4.2 Dose and Method of Administration

Warnings.

A sensitivity history should be obtained from the patient prior to administration of vitamin B12. An intradermal test dose is recommended before vitamin B12 is administered to patients who may be sensitive to cobalamins.
Anaphylactic shock and death have been reported after parenteral vitamin B12 administration. Should anaphylactic shock occur, immediately stop administration of the product and administer the appropriate dose of adrenaline 1:1000 (1 mg/1 mL) intramuscularly. This may be repeated at five minute intervals, if clinically indicated. Additionally, intravenous administration of corticosteroids and antihistamines may be considered.
Diagnosis of vitamin B12 deficiency should be confirmed by laboratory investigation before institution of vitamin B12 therapy. Do not use vitamin B12 until diagnosis is fully established, as it may mask symptoms of subacute degeneration of the spinal cord, or of the true diagnosis of pernicious anaemia.
Hematocrit, reticulocyte count, vitamin B12, folate and iron levels should be obtained prior to treatment.
If folate levels are low, folic acid should also be administered.
Patients with pernicious anemia should be informed that they will require monthly injections of vitamin B12 for the remainder of their lives. Failure to do so will result in return of the anemia and in development of incapacitating and irreversible damage to the nerves of the spinal cord. Also, patients should be warned about the danger of taking folic acid in place of vitamin B12, because the former may prevent anemia but allow progression of subacute combined degeneration.
If the solution is cloudy or contains visually detectable particles, please contact the quality assurance manager at Biological Therapies.
Single use only.
Biological Therapies Methylcobalamin 10 mg in 2 mL Injection contains no antimicrobial agent. Use in one patient on one occasion only and discard any residue.
Biological Therapies Methylcobalamin 10 mg in 2 mL Injection should be administered as soon as possible after removal from the box. It is to be administered by slow intramuscular (deep intragluteal) injection. Frequency as determined by the physician.

Patient monitoring.

During the initial treatment of patients with pernicious anemia, serum potassium must be observed closely during the first 48 hours and potassium replaced if necessary.
Hematocrit and reticulocyte counts should be repeated daily from the fifth to seventh days of therapy and then frequently until the hematocrit is normal.
If reticulocytes have not increased after treatment or if reticulocyte counts do not continue at least twice normal while the hematocrit is less than 35%, diagnosis or treatment should be re-evaluated. Repeat determinations of iron and folic acid may reveal a complicating illness that might inhibit the response of the marrow.
Regular blood tests to determine vitamin B12 levels are advisable during treatment.

4.3 Contraindications

Known hypersensitivity to B12, or pre-existing hypervitaminosis. Known sensitivity to mecobalamin (co-methylcobalamin) or any other ingredient in the preparation. Known sensitivity to cobalt.
Mecobalamin (co-methylcobalamin) should not, if possible, be given to patients or used to treat megaloblastic anaemia of pregnancy without first confirming the diagnosis (see Section 4.6 Fertility, Pregnancy and Lactation, Use in pregnancy).

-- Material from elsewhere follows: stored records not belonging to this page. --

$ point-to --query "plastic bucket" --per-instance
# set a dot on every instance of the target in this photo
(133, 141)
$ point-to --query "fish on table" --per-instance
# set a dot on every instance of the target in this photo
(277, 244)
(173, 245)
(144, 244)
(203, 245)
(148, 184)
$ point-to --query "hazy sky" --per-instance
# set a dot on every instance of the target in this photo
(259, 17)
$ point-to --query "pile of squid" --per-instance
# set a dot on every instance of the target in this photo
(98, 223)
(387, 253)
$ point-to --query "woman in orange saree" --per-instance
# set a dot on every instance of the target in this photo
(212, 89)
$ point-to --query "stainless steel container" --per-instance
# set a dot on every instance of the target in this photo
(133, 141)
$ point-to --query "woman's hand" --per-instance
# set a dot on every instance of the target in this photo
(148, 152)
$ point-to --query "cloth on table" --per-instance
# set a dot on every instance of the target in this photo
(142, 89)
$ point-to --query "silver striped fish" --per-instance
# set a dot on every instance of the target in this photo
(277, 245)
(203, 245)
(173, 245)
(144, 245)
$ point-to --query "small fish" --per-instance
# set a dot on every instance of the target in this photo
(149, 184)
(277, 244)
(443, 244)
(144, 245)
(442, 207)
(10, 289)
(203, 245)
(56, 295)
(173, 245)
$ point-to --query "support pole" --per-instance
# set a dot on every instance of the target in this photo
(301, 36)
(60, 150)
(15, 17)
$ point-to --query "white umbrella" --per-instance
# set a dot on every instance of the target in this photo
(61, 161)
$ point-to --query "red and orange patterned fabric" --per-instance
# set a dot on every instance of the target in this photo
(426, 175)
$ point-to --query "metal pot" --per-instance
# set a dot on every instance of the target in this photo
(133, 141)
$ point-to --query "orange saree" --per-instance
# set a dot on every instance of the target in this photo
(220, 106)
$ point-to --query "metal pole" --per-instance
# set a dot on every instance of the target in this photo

4.4 Special Warnings and Precautions for Use

The therapeutic response to vitamin B12 may be impaired by concurrent infection, uraemia, folic acid or iron deficiency or by drugs with bone marrow suppressing effects such as chloramphenicol.

Allergy.

A sensitivity history should be obtained from the patient prior to administration of vitamin B12. An intradermal test dose is recommended before vitamin B12 is administered to patients who may be sensitive to cobalamins.
Anaphylactic shock and death have been reported after parenteral vitamin B12 administration. Should anaphylactic shock occur, immediately stop administration of the product and administer the appropriate dose of adrenalin 1:1000 (1 mg/1 mL) intramuscularly. This may be repeated at five minute intervals, if clinically indicated. Additionally, intravenous administration of corticosteroids and antihistamines may be considered.

Hypokalaemia.

Hypokalaemia and cardiac arrest have been reported when megaloblastic anaemia is treated intensively.
Serum potassium is to be carefully monitored during the initial phase of treatment in pernicious anaemia.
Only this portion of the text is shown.